Karena teori Poerbatjaraka
berdasarkan Carita Parahiyangan, maka keluarga Śailendra diduga berasal dari
pulau Jawa yang berada dibawah pengaruh Sriwijaya. Tokoh Sanna dan Sanjaya
berkaitan erat dengan sejarah Kerajaan Sunda dan Kerajaan Galuh. Mereka pada
awalnya beragama Siwa seperti kebanyakan keluarga kerajaan permulaan di pulau
Jawa seperti Tarumanagara dan Holing (Kalingga). Penggunaan bahasa Bahasa
Melayu Kuna pada prasasti Sojomerto di Jawa Tengah serta penggunaan gelaran
Dapunta menunjukkan bahwa keluarga Syailendra telah dipengaruhi bahasa, budaya,
dan sistem politik Sriwijaya, hal ini menimbulkan dugaan bahwa mereka adalah
vasal atau raja bawahan anggota kedatuan Sriwijaya. Hal ini seiring dengan
kabar penaklukan Bhumi Jawa oleh Sriwijaya sebagaimana disebutkan dalam
Prasasti Kota Kapur. Berita Tiongkok yang berasal dari masa Dinasti Tang
memberitakan tentang Kerajaan Ho-ling yang disebut She-po (Jawa). Pada tahun
674 Masehi rakyat kerajaan itu menobatkan seorang wanita sebagai ratu, yaitu
Hsi-mo (Ratu Sima). Ratu ini memerintah dengan baik. Mungkinkah ratu ini
merupakan pewaris takhta dari Dapunta Selendra? Apabila ya, maka diperoleh
urutan raja-raja yang memerintah di Mdaŋ, yaitu Dapunta Selendra (?- 674
Masehi), Ratu Sima (674-703 Masehi), Mandimiñak (703-710 Masehi), R. Sanna
(710-717 Masehi), R. Sañjaya (717-746 Masehi), dan Rakai Paņamkaran (746-784
Masehi), dan seterusnya. Kerajaan Medang atau Sriwijaya diperintah oleh dua
wangsa yaitu Wangsa Syailendra yang beragama Buddha dan Wangsa Sanjaya yang
beragama Hindu Siwa, pendapat ini pertama kali diperkenalkan oleh Bosch.[2]

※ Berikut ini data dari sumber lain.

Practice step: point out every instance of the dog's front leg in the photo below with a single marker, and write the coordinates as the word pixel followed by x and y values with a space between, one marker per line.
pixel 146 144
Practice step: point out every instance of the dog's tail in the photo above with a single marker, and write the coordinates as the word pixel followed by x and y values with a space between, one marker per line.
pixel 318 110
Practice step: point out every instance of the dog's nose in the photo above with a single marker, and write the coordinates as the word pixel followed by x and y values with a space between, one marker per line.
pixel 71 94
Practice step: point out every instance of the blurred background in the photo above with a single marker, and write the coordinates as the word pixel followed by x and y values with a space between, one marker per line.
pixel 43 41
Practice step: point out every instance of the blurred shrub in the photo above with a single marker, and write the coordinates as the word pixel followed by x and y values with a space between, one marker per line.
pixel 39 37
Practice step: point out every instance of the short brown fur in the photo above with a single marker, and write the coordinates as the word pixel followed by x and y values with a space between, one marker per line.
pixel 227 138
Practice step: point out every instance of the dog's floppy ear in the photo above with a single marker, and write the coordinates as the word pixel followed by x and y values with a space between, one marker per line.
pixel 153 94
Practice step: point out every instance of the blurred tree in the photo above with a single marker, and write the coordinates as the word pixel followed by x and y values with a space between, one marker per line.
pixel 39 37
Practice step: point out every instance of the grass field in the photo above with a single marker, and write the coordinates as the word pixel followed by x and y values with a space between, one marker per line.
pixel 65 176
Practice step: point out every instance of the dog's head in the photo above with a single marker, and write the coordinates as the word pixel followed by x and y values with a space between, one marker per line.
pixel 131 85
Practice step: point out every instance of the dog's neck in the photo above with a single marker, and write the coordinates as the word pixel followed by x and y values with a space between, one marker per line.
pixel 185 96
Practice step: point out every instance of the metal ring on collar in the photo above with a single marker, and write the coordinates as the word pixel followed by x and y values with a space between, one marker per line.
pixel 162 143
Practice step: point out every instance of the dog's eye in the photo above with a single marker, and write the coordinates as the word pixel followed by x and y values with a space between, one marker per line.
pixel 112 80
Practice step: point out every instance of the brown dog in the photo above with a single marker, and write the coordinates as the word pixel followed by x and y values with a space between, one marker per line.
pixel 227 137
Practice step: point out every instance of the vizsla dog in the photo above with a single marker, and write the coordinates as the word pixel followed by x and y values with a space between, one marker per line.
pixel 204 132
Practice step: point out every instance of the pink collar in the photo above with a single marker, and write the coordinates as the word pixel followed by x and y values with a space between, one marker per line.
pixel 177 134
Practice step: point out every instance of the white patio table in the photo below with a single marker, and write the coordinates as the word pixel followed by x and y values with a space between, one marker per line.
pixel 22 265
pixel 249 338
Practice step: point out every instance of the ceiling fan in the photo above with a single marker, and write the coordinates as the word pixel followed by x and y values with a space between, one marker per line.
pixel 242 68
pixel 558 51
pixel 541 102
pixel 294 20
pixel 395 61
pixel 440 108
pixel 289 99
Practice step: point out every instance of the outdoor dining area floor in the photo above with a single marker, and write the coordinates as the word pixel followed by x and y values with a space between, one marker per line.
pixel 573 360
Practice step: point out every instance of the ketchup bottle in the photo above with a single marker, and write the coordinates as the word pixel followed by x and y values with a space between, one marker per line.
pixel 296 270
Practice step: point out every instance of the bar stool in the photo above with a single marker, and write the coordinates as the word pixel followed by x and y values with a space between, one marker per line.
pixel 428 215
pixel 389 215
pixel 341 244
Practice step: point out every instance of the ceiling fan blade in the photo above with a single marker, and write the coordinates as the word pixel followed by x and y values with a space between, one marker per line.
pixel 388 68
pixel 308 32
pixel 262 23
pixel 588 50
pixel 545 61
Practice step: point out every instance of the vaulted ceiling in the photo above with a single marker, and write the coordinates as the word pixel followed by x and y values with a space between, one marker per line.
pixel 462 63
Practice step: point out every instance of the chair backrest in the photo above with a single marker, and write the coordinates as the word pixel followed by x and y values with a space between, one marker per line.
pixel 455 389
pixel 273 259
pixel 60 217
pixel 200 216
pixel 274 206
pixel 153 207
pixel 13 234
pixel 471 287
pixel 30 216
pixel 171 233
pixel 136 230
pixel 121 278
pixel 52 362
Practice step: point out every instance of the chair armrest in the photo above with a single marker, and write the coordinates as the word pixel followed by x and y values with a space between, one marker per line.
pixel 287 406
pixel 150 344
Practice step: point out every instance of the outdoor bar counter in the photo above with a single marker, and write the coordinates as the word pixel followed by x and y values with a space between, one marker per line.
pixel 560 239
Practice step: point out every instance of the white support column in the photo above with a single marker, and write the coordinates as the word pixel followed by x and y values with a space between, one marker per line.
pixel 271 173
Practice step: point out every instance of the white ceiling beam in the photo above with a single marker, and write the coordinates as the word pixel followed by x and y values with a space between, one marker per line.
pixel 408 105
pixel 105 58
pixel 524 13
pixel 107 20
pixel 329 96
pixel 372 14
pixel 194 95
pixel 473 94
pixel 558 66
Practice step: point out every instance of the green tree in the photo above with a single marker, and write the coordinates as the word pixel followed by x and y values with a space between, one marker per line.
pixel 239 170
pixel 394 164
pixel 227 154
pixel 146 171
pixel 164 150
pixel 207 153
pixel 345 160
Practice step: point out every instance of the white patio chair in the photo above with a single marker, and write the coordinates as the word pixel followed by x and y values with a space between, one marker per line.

Pada awal era Medang atau Mataram Kuno, wangsa Syailendra cukup dominan di Jawa
Tengah.
Menurut para ahli sejarah, wangsa
Sanjaya awalnya berada di bawah pengaruh kekuasaan wangsa Syailendra. Mengenai
persaingan kekuasaan tersebut tidak diketahui secara pasti, akan tetapi
kedua-duanya sama-sama berkuasa di Jawa Tengah. Raja-raja yang berkuasa dari
keluarga Syailendra tertera dalam prasasti Ligor, prasasti Nalanda maupun
prasasti Klurak, sedangkan raja-raja dari keluarga Sanjaya tertera dalam
prasasti Canggal dan prasasti Mantyasih. Berdasarkan candi-candi, peninggalan
kerajaan Mataram Kuno dari abad ke-8 dan ke-9 yang bercorak Budha (Syailendra)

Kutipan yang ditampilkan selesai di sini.